“And who can blame you?” Simbri replied with one of his slow, mysterious smiles.
Then we parted, and having placed both our beds in one chamber, slept soundly enough, for we were very tired, till we were awakened in the morning by the baying of those horrible death-hounds, being fed, I suppose, in a place nearby.
Now in this city of Kaloon it was our weary destiny to dwell for three long months, one of the most hateful times, perhaps, that we ever passed in all our lives. Indeed, compared to it our endless wanderings amid the Central Asia snows and deserts were but pleasure pilgrimages, and our stay at the monastery beyond the mountains a sojourn in Paradise. To set out its record in full would be both tedious and useless, so I will only tell briefly of our principal adventures.
On the morrow of our arrival the Khania Atene sent us two beautiful white horses of pure and ancient blood, and at noon we mounted them and went out to ride with her accompanied by a guard of soldiers. First she led us to the kennels where the death-hounds were kept, great flagged courts surrounded by iron bars, in which were narrow, locked gates. Never had I seen brutes so large and fierce; the mastiffs of Thibet were but as lap-dogs compared to them. They were red and black, smooth-coated and with a blood-hound head, and the moment they saw us they came ravening and leaping at the bars as an angry wave leaps against a rock.

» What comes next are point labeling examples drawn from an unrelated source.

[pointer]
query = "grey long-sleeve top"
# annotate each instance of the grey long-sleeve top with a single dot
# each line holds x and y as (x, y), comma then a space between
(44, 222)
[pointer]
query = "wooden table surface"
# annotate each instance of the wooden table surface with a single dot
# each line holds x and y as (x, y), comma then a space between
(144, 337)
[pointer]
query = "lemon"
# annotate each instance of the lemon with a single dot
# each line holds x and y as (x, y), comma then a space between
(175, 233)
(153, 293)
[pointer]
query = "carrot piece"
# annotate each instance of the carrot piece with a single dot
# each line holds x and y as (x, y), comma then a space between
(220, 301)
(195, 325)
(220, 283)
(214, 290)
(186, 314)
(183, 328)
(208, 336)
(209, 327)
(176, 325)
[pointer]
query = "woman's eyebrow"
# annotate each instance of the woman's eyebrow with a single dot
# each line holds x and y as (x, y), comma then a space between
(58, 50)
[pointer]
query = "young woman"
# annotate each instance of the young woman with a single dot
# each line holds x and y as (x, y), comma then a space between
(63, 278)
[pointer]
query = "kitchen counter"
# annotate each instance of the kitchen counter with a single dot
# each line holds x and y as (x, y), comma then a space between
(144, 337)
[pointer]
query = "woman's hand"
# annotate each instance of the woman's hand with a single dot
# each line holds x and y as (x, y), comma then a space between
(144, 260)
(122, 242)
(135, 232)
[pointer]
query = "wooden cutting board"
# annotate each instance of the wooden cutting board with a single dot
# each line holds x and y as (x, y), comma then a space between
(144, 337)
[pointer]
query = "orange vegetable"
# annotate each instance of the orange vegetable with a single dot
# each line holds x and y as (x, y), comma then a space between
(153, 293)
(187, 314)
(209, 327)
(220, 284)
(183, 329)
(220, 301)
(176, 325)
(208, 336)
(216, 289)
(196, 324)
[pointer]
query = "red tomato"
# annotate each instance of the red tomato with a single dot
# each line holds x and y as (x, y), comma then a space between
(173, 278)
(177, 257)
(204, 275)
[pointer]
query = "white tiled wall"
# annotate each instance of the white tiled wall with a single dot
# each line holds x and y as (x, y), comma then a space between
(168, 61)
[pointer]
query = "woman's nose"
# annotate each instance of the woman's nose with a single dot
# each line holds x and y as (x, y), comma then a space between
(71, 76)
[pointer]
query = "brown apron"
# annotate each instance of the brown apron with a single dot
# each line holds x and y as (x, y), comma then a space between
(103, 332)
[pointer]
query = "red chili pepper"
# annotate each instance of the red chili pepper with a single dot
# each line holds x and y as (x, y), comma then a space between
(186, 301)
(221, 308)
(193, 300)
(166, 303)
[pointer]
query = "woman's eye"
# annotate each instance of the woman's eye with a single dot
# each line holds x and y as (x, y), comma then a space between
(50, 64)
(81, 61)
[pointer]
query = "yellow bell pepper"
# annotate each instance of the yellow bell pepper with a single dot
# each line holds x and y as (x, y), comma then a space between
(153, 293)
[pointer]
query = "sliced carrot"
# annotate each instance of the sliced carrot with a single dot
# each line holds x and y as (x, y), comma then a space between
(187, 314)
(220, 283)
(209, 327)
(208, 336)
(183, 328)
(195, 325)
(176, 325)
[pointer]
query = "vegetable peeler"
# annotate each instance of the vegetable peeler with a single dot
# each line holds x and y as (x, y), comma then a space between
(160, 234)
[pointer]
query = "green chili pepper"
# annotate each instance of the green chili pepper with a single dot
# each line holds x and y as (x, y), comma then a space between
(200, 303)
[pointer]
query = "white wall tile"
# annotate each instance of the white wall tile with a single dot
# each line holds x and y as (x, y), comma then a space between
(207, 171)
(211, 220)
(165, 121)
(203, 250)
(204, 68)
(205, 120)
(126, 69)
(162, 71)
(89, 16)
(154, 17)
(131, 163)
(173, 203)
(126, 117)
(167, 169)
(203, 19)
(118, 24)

These hounds were in the charge of men of certain families, who had tended them for generations. They obeyed their keepers and the Khan readily enough, but no stranger might venture near them. Also these brutes were the executioners of the land, for to them all murderers and other criminals were thrown, and with them, as we had seen, the Khan hunted any who had incurred his displeasure. Moreover, they were used for a more innocent purpose, the chasing of certain great bucks which were preserved in woods and swamps of reeds. Thus it came about that they were a terror to the country, since no man knew but what in the end he might be devoured by them. “Going to the dogs” is a term full of meaning in any land, but in Kaloon it had a significance that was terrible.
After we had looked at the hounds, not without a prophetic shudder, we rode round the walls of the town, which were laid out as a kind of boulevard, where the inhabitants walked and took their pleasure in the evenings. On these, however, there was not much to see except the river beneath and the plain beyond, moreover, though they were thick and high there were places in them that must be passed carefully, for, like everything else with which the effete ruling class had to do, they had been allowed to fall into disrepair.